Doch kaum hatte sich sein Marktwert erholt und er mit seinen guten Leistungen wieder das Interesse von Vereinen wie dem FC Barcelona geweckt, verlor Harit das Wichtige aus dem Fokus. Nicht nur, dass er auf dem Platz seine Defensivarbeit vernachlässigte – er begann sich wieder die Nächte in Shisha-Bars um die Ohren zu schlagen und wurde von der Polizei bei der Verletzung der Corona-Verordnungen erwischt.

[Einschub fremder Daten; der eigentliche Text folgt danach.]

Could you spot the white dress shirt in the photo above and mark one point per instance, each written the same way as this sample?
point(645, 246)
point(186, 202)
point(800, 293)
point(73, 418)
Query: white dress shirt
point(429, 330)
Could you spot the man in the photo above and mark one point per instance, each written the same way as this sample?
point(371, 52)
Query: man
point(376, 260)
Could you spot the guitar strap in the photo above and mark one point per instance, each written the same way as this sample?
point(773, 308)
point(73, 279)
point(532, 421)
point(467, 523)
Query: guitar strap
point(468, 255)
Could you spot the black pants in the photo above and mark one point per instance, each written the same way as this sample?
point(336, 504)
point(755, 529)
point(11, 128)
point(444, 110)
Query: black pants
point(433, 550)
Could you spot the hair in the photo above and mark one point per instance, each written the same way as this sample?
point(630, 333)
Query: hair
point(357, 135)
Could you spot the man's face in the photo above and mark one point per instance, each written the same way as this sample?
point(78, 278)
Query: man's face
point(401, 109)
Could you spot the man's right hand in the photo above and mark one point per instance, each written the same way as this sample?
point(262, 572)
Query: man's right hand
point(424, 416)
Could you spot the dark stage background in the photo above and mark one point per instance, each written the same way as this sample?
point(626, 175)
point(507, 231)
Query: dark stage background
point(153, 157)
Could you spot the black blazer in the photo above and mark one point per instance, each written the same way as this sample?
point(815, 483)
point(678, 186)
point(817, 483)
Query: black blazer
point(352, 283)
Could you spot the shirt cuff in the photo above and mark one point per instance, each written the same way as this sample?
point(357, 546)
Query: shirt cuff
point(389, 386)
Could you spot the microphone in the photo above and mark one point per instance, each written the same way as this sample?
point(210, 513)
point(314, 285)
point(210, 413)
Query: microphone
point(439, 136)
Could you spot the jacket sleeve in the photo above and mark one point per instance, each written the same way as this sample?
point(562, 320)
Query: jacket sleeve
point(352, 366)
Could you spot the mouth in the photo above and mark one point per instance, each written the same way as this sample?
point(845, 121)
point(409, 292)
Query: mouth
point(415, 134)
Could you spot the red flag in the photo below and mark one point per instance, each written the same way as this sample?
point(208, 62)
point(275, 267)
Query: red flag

Schalke vermisst Typen wie Raul, Asamoah und Jones

Rekapituliert man das Verhalten von Spielern wie Bentaleb und Harit kommt man zu der Erkenntnis, dass sie nicht Persönlichkeiten sind, die Schalke zu Glanz und Gloria führen werden. Sie sind kein Klaas-Jan Huntelaar, kein Raul. Keine Superstars, die trotz all ihres Könnens die Mannschaft nie aus den Augen verlieren. Sie sind auch kein Gerald Asamoah und kein Jermaine Jones, die die Befindlichkeiten dieses so sonderbaren Vereins verstanden haben. Die schon im Kabinentrakt im Zweikampfmodus waren. Weil sie wussten, dass Einsatz und Wille auf Schalke jede fußballerische Schwäche kaschiert.


Was muss also passieren, dass Schalke diese Saison nicht komplett abschenkt und wie ein blutender Preisboxer in die nächste Runde taumelt?

Es benötigt einen konsequenten Umbruch – auch wenn Schalke-Fans dieses Wort nicht mehr lesen können.

Es muss sich von Spielern wie Bastian Oczipka losgesagt werden, die Schalke nie wirklich besser gemacht haben. Von Spielern wie Benito Raman, der sagte, er müsse zu Schalke wechseln, um seine Familie finanziell für die Zukunft abzusichern. Von Spielern wie Matija Nastasic, die zwischen Startelf und Bank pendeln und auf Altverträgen hocken.

Schalkes Kader braucht gesunden Mix aus jungen Wilden und Altstars

An ihrer Stelle müssen die Absolventen der "Knappenschmiede" gestärkt werden, dieses nie versiegenden Quells an Talenten. Auch aktuell hat man mit Malick Thiaw, Can Bozdogan, Nassim Boujellab und allen voran Ur-Gelsenkirchener und -Schalker Ahmed Kutucu in jedem Mannschaftsteil einen Jungspund, der zum Leistungsträger und Identitätsstifter für den Verein und den Anhang taugt.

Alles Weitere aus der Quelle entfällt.